В соседстве героев Смуты мясника Кузьмы Минина и князя Дмитрия Пожарского позднейших авторов увлекал образ демократичного союза «всей земли», однако современники не могли не смотреть с опаской на это смешение разных «чинов», как и на соседство отрицательных двойников Минина и Пожарского — польских прихвостней кожевника Федьки Андронова и князя Василия Мосальского — или на соседство холопа Ивана Болотникова и его бывшего господина князя Андрея Телятевского.
Спутав старый порядок и поспешно выстроив новый, Смута не отменила прежних противоречий развития страны, но бросила иной свет на эти противоречия, пробудив сознание и призвав к исторической жизни всю без изъятия массу населения. Смута была первым общенациональным движением, равным по масштабу начавшемуся освоению Сибири и южных окраин и будущему церковному расколу. Все эти потрясения шли от одного корня и питались извечными конфликтами русской истории.

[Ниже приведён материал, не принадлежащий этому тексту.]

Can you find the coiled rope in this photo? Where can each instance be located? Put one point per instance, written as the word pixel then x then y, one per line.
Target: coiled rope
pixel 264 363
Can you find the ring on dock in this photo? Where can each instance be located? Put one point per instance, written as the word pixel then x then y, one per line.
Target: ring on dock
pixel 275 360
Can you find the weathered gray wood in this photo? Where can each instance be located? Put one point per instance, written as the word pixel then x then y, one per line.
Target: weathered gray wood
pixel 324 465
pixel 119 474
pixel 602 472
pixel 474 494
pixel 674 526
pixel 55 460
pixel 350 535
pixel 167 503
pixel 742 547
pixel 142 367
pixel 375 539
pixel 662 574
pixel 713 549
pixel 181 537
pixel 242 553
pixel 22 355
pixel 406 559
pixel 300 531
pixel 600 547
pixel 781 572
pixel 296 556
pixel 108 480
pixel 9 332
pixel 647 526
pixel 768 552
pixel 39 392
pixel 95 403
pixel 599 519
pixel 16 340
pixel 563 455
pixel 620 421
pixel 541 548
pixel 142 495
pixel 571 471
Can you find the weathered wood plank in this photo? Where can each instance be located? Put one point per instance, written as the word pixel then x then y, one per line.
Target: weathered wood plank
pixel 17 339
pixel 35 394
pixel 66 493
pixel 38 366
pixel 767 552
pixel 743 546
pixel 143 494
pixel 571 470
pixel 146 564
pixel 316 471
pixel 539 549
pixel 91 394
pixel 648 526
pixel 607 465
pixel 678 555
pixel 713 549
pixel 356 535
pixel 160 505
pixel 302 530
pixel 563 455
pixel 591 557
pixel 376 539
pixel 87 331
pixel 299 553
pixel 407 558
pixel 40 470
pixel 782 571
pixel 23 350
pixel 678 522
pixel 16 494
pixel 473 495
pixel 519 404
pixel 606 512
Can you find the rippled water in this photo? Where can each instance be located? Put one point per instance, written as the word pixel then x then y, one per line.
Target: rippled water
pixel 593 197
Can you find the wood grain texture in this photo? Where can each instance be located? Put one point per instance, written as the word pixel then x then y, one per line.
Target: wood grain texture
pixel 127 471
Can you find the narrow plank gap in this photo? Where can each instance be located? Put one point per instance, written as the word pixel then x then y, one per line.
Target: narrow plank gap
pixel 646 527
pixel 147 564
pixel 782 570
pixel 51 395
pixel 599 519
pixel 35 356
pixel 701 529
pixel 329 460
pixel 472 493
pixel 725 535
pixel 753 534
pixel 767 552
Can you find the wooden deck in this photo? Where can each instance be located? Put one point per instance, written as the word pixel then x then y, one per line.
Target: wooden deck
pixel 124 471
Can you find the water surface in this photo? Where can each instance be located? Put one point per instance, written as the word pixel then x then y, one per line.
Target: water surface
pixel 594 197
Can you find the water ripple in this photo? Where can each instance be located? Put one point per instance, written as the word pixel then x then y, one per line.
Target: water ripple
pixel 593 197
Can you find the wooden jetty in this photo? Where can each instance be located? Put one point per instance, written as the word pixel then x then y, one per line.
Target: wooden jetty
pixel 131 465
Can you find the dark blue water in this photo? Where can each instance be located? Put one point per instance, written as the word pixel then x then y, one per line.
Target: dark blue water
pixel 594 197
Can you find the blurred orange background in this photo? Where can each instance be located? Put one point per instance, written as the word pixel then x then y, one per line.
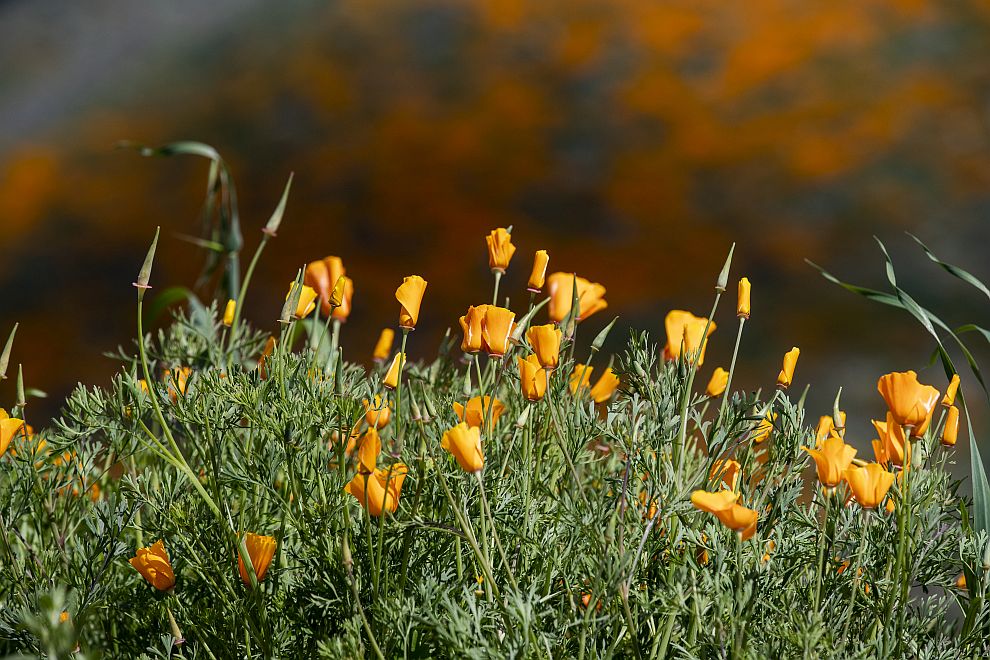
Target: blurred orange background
pixel 633 139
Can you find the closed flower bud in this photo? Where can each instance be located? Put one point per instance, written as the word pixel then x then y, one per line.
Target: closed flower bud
pixel 717 383
pixel 742 302
pixel 384 345
pixel 463 442
pixel 410 297
pixel 228 313
pixel 545 340
pixel 392 375
pixel 260 549
pixel 786 374
pixel 538 275
pixel 500 249
pixel 154 566
pixel 951 429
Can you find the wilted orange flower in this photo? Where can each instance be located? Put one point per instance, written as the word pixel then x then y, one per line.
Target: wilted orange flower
pixel 500 249
pixel 786 374
pixel 545 340
pixel 950 391
pixel 951 429
pixel 474 412
pixel 153 564
pixel 538 275
pixel 463 442
pixel 384 345
pixel 717 383
pixel 377 414
pixel 532 378
pixel 910 402
pixel 260 549
pixel 471 324
pixel 306 304
pixel 742 301
pixel 560 286
pixel 379 491
pixel 869 484
pixel 832 460
pixel 496 329
pixel 686 330
pixel 410 297
pixel 391 380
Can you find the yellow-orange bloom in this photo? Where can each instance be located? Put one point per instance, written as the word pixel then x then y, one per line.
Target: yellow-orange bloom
pixel 869 484
pixel 474 412
pixel 717 383
pixel 950 391
pixel 9 427
pixel 384 345
pixel 228 313
pixel 538 275
pixel 463 442
pixel 742 301
pixel 832 460
pixel 377 414
pixel 910 402
pixel 260 549
pixel 471 324
pixel 723 506
pixel 391 380
pixel 410 297
pixel 153 564
pixel 532 378
pixel 500 249
pixel 951 429
pixel 496 329
pixel 560 286
pixel 306 304
pixel 687 331
pixel 545 340
pixel 786 374
pixel 379 491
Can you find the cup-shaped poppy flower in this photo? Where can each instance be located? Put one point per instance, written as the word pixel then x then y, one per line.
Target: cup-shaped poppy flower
pixel 891 444
pixel 410 297
pixel 950 391
pixel 260 549
pixel 474 412
pixel 228 312
pixel 560 286
pixel 869 484
pixel 532 378
pixel 500 249
pixel 832 459
pixel 496 329
pixel 742 300
pixel 786 374
pixel 471 326
pixel 9 428
pixel 154 566
pixel 910 402
pixel 463 442
pixel 538 276
pixel 377 414
pixel 545 340
pixel 391 380
pixel 379 491
pixel 686 331
pixel 717 383
pixel 384 345
pixel 951 429
pixel 307 300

Смута была тем порогом, через который России необходимо было переступить, чтобы войти в Новое время. Споткнувшись, Северная держава все же вступила в первый этап своей европейской истории, который оказался военной, социальной и политической трагедией, известной как «общий кризис семнадцатого столетия»1. Наравне с другими европейскими державами, но с несравнимо большим напряжением, Россия вела внутренние религиозные войны (раскол), ввязывалась в многолетни^ кровопролитные баталии со странами «восточного барьера» — Польшей и Швецией, усмиряла целые армии повстанцев (Разин). Именно события Смуты подсказали Ключевскому завораживающий образ России — летящей птицы, «которую вихрь несет и подбрасывает не в меру сил ее крыльев...».